Allegato: Messe natalizie (Deposito locomotive Trenitalia e azienda Polin)
Messe natalizie presso il Deposito locomotive Trenitalia a Santa Lucia Extra e l’azienda Polin forni
Verona, venerdì 20 dicembre 2024
(Is 7,10-14; Sal 24; Lc 1,26-38)
“Entrando da lei disse: Rallégrati, piena di grazia: il Signore è con te”. Colpisce che l’angelo invece dell’usuale saluto ebraico shalom – “la pace sia con te” – preferisca la formula greca chaire, che si può tranquillamente tradurre con ‘Rallegrati’. C’è in questa scelta una chiara indicazione e, cioè, il richiamo alla gioia. “Chaire”, infatti, significa “Rallegrati!”. Tale esperienza è quella che illuminerà la notte di Betlemme, quando ai pastori verrà detto: “Vi annuncio una grande gioia” (Lc 2,10). Ma perché rallegrarsi? A dire il vero, più si avvicina il Natale e più si moltiplicano gli inviti alla gioia, quasi un obbligo che si impone a tutti e la cosa per qualcuno diventa insopportabile. Ma è mai possibile la gioia per comando? Non è forse sempre più diffusa una nuova forma di malessere psichico che va sotto il nome di ‘cherofobia’ e cioè “la paura della felicità”? In effetti, si coglie tra gli adolescenti un diffuso clima di paura rispetto alla gioia, al punto che molti mettono il freno a mano pur di non coinvolgersi per paura di rimanere delusi. Ma così crescono generazioni impaurite che vivono al di sotto dei propri desideri. Come fare per sperimentare la gioia sottile del Natale, ben diversa da quella crassa e volgare di Babbo Natale?

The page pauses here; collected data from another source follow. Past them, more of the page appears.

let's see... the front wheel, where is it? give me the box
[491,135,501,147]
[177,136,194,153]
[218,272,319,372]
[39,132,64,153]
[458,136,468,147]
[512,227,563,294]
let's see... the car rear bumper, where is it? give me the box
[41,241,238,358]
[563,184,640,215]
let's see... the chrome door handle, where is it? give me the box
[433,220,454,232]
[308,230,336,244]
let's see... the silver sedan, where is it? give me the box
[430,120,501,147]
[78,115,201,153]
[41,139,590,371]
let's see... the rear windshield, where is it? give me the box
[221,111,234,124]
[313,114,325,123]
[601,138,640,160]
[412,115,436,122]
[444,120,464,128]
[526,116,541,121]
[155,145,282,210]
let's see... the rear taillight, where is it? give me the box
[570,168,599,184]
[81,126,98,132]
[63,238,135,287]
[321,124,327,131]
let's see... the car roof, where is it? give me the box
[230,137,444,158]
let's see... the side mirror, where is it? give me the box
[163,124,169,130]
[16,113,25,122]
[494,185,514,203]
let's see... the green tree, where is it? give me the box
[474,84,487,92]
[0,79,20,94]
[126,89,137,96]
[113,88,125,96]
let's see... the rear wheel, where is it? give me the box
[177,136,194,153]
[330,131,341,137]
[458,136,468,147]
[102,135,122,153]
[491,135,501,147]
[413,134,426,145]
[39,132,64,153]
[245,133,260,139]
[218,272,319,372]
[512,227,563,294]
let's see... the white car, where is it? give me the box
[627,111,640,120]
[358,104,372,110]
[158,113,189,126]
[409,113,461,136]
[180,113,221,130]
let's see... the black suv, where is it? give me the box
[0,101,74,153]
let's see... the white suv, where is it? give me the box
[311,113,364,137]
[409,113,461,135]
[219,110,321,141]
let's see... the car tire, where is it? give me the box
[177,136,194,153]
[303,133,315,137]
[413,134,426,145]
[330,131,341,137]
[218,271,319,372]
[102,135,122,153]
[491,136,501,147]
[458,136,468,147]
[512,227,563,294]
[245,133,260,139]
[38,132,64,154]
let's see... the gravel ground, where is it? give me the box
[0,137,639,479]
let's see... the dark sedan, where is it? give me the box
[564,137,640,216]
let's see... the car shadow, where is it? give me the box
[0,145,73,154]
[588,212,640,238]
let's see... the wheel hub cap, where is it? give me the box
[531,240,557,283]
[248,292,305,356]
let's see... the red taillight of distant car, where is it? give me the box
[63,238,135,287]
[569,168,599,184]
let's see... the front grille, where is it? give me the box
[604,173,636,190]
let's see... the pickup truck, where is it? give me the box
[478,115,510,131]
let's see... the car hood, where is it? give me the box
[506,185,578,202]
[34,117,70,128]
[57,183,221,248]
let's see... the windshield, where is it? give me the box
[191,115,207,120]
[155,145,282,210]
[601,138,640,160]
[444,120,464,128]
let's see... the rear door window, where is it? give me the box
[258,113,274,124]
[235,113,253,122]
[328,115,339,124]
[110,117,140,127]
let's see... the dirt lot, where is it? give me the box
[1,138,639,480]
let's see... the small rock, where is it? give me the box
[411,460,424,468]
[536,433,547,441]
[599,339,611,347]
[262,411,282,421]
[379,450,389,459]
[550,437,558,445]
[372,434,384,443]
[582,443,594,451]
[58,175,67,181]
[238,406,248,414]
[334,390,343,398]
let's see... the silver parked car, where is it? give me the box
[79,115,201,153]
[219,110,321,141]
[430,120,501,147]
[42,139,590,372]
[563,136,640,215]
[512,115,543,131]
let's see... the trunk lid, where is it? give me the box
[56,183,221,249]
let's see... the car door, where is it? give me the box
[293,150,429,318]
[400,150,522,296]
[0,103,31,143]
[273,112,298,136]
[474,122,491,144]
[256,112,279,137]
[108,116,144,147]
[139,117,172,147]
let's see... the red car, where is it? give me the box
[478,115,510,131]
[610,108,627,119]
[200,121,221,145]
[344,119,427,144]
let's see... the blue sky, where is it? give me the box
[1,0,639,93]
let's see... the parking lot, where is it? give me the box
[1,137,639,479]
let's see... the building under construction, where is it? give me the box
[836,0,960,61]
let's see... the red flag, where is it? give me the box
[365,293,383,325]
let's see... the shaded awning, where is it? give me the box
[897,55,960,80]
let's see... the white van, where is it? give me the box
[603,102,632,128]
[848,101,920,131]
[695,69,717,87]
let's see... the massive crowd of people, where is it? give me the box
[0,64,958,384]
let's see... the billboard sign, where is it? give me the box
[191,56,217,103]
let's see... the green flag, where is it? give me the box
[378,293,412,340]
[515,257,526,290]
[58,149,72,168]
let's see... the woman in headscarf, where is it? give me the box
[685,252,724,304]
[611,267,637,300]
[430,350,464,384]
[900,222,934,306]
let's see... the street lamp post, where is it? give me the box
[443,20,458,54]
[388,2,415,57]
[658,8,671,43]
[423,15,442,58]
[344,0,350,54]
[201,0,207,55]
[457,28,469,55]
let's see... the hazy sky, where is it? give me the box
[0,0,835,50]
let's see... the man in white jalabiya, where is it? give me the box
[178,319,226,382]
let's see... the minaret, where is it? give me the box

Maria ci aiuta ad individuare tre atteggiamenti concreti, attraverso le sue parole: “Ecco la serva del Signore: avvenga per me secondo la tua parola”. La risposta di Maria giunge dopo una iniziale reazione di turbamento che però è diversa da quella di Zaccaria che si interroga sul ‘che cosa’, mentre in lei l’interrogazione verte sul ‘come’. Maria, dunque, riflette e si rivela donna di interiorità che mantiene l’autocontrollo e tiene insieme cuore e ragione. Credere dilata il nostro mondo interiore per cui dinanzi ai fatti della vita non reagiamo di pancia o di paura, ma cerchiamo di elaborare un senso. Siamo di quelli che vivono interiormente oppure siamo solo proiettati all’esterno e alla mercé di quello che accade intorno a noi? Questo è il primo atteggiamento: lo sguardo contemplativo che ci fa gustare le cose prima dentro. Quindi c’è la sua autodefinizione di “serva”, per quanto “del Signore”. Maria non si concepisce in relazione a sé stessa, ma in rapporto ad altro. Per vivere la gioia bisogna allargare lo sguardo agli altri. Il cordone ombelicale è una traccia nella carne viva che ricorda che tutti veniamo da altro. Infine, il terzo atteggiamento è la concretezza di Maria che vuole che avvenga quel che le è stato promesso. La parola avventura non significa tanto le cose che stanno per accadere. «Avventura» non significa «le cose che accadranno». La parola viene «dal latino classico e cristiano adventus (l’avvento di un principe o del Messia) o da eventus, in ogni caso il termine designa l’accadere a un certo uomo di qualcosa di misterioso o meraviglioso, che può essere tanto positivo che negativo». Avventura era quindi nascere, diventare se stessi, trovare il sacro (mistero e meraviglia) della vita, cioè ciò che in essa non muore, il motivo per cui ciascuno di noi è qui. Anche a noi è chiesto a Natale di dire: “Sì, eccomi, si faccia di me secondo la tua parola!”.